What is the process?
A Conservation Design Development may be considered through a two-staged Development Agreement Process. A development agreement is a contract between a property owner and the Municipality outlining the requirements for development on a specific property. It can include requirements for subdivision of land, new streets, land uses, parkland and building design.
Stage 1: Site Analysis is a preliminary site design process intended to determine open space areas to be preserved and potential areas for development. In this stage, conservation features are identified to calculate the net developable area and determine the maximum density.
Stage 2: Conceptual Design involves the delineation of roads, private driveways, lots and other physical design features of the development. In this stage, conceptual designs and technical studies are required. The Stage 2 plan required approval by the applicable community council in the form of a development agreement. If approved, the Stage 2 plan is used as final design approval for future subdivision and permit applications.

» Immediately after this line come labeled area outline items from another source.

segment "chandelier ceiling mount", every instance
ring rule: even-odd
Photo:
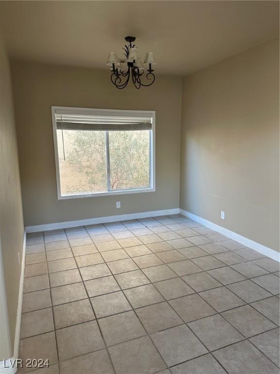
[[[109,52],[108,55],[106,65],[110,67],[112,83],[117,88],[122,90],[126,87],[131,77],[134,87],[138,89],[141,86],[151,86],[156,79],[154,70],[152,69],[153,65],[156,64],[154,53],[147,52],[144,62],[142,63],[138,56],[138,49],[132,44],[136,39],[135,37],[125,37],[124,38],[129,43],[122,48],[125,58],[119,58],[116,52]]]

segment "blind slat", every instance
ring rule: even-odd
[[[151,130],[151,117],[125,117],[109,115],[55,114],[56,128],[66,130],[111,130],[125,131]]]

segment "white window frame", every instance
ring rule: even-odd
[[[59,174],[59,160],[57,137],[56,136],[56,122],[55,120],[56,111],[63,111],[65,114],[79,114],[92,115],[105,115],[110,113],[110,115],[125,115],[136,117],[149,117],[153,118],[152,125],[152,141],[150,142],[150,187],[147,188],[133,188],[131,189],[119,190],[118,191],[106,191],[103,192],[62,196],[60,189],[60,177]],[[54,157],[55,159],[55,170],[56,173],[56,186],[57,188],[57,199],[59,200],[68,199],[77,199],[83,197],[96,197],[107,196],[114,195],[126,195],[131,193],[151,192],[156,191],[156,112],[154,111],[126,111],[115,109],[95,109],[93,108],[73,108],[72,107],[52,106],[52,117],[53,132],[53,142],[54,145]]]

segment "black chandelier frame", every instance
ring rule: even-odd
[[[124,51],[123,53],[126,58],[124,60],[121,59],[121,62],[126,62],[127,64],[127,70],[124,71],[122,68],[116,67],[115,64],[113,63],[112,64],[113,73],[111,75],[111,81],[119,90],[122,90],[126,87],[130,77],[132,78],[134,87],[138,90],[142,86],[151,86],[156,79],[155,75],[153,73],[155,71],[152,69],[152,64],[149,64],[149,69],[147,70],[146,72],[145,72],[144,70],[140,70],[138,67],[135,66],[135,64],[136,62],[135,60],[134,60],[133,62],[127,61],[130,49],[135,47],[135,44],[133,44],[132,43],[135,41],[136,38],[135,37],[125,37],[125,40],[129,43],[128,45],[125,45],[124,48],[122,48]],[[151,81],[146,84],[142,83],[141,81],[141,77],[144,75],[145,73],[146,73],[146,79],[147,81]]]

What technical information is required?
In addition to survey plans and design drawings, the following technical studies are required when submitting an application for a Conservation Design Development:
• Traffic Impact Statement prepared in accordance with HRM’s Guidelines for the Preparation of Traffic Impact Studies
• Level 1 & 2 Groundwater Assessment Report prepared in accordance with the Nova Scotia Environment Guide to Groundwater Assessment for Subdivisions Serviced by Private Wells
• Hydrogeological Assessment prepared by a qualified professional if the proposed development is to be serviced by a groundwater supply
• Proposed sewage treatment system prepared with a sufficient level of information for Nova Scotia Environment to conclude that it is feasible to service the development
• Archaeological Assessment if required by the Nova Scotia Museum
• Conceptual Stormwater Management Plan
• Conservation Design Management Plan for the long-term restoration and management of open space areas
• No Net Increase in Phosphorous Assessment if required by a Secondary Plan
The technical studies help determine where the conservation features are located on the property, the maximum density that can be considered, if the proposed development is capable of being serviced and if it will pose a traffic hazard to the existing community.